As we move firmly into 2020 many of us are probably still lamenting the holiday excess, foggy head and pounds gained. For some that will mean that alcohol is off limits as one in ten of us attempt to navigate the choppy waters of a ‘Dry January’ and avoid ‘obstacles’ such as pubs, colleagues and after-work drinks for the rest of the month.
Having launched in the UK back in 2013, the month-long sobriety challenge has since spread quickly worldwide as people take the plunge and try and kick-start the year with a health kick.
Of course, the idea isn’t popular everywhere. In France ‘Défi de janvier’ has faced opposition in its inaugural year and the city council of Épernay, the country’s capital of champagne, voted against the campaign.
Should they be worried? Not if their British counterparts are anything to go by? Last year, although around one third of consumers claimed to be ‘open’ to Dry January, according to retail analysts, alcohol saw double-digit growth during the month. And while some of that could have been down to New Year’s Eve sales, around half us in the UK still bought booze in January, with campaigns such as #Ginuary boosting sales by almost a quarter.

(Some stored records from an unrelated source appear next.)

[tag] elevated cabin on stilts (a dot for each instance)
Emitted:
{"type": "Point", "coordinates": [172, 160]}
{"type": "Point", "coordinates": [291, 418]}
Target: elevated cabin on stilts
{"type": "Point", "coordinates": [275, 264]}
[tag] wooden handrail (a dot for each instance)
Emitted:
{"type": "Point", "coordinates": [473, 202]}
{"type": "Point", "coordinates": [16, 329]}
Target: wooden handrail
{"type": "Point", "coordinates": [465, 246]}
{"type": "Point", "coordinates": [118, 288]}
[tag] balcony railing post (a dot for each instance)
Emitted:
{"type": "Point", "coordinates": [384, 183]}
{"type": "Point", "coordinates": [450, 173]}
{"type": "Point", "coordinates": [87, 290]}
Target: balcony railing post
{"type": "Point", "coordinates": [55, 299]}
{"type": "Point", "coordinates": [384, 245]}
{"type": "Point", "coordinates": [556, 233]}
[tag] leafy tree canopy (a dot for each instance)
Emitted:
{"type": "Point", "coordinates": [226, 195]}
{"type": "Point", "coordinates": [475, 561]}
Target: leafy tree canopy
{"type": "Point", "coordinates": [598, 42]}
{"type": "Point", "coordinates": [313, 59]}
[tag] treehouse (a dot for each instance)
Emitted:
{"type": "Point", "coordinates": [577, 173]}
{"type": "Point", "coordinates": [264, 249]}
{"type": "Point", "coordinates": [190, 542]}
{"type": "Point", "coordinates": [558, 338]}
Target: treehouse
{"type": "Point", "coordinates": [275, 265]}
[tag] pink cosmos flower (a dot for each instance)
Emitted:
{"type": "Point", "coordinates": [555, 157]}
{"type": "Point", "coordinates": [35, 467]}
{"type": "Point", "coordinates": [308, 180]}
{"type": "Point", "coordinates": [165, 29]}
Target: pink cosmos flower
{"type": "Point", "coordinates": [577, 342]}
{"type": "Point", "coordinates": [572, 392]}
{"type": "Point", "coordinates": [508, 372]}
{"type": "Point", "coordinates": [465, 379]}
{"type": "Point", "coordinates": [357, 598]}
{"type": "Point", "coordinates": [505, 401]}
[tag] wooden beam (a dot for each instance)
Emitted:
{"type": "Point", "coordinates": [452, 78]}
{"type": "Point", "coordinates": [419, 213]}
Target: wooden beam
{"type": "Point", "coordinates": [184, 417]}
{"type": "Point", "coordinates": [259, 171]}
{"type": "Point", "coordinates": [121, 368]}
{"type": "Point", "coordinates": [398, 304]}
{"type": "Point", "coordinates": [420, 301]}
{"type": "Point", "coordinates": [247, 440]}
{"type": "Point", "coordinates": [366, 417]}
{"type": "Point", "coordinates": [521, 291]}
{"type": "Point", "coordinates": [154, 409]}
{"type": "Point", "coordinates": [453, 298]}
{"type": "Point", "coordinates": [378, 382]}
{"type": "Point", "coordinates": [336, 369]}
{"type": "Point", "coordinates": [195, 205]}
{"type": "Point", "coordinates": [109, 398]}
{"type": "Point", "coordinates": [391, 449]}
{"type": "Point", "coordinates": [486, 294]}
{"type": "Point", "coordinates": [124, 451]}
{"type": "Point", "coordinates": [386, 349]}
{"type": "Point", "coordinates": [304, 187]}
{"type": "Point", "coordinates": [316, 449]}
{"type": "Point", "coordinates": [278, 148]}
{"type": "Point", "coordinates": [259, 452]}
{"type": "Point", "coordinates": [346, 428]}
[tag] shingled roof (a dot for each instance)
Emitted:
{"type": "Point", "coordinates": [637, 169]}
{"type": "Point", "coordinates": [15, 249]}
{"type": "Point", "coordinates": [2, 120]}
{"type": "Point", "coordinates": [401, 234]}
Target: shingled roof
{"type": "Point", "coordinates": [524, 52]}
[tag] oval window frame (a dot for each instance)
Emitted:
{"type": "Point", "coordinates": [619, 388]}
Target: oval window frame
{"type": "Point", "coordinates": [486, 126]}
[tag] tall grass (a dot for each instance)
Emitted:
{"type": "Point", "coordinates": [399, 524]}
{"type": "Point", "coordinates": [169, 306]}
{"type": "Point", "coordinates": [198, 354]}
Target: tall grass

This year, some in the drinks trade are switching approaches as they look to counter the advances of ‘sober-curious’ consumers to use the drink-free month as a marketing tactic.
Firms such as Heineken and Molson Coors are hoping to entice punters with new non-alcoholic beers, while others such as BrewDog are going even further and launching pop-up bars for the month.
The Scottish firm, which has attempted to redefine British beer-drinking culture with its campaigns, opens its first on Monday (Jan 6th) in London’s Old Street and will ‘feature a line-up solely devoted to drinks without alcohol, offering 15 taps of draft alcohol-free craft beer’.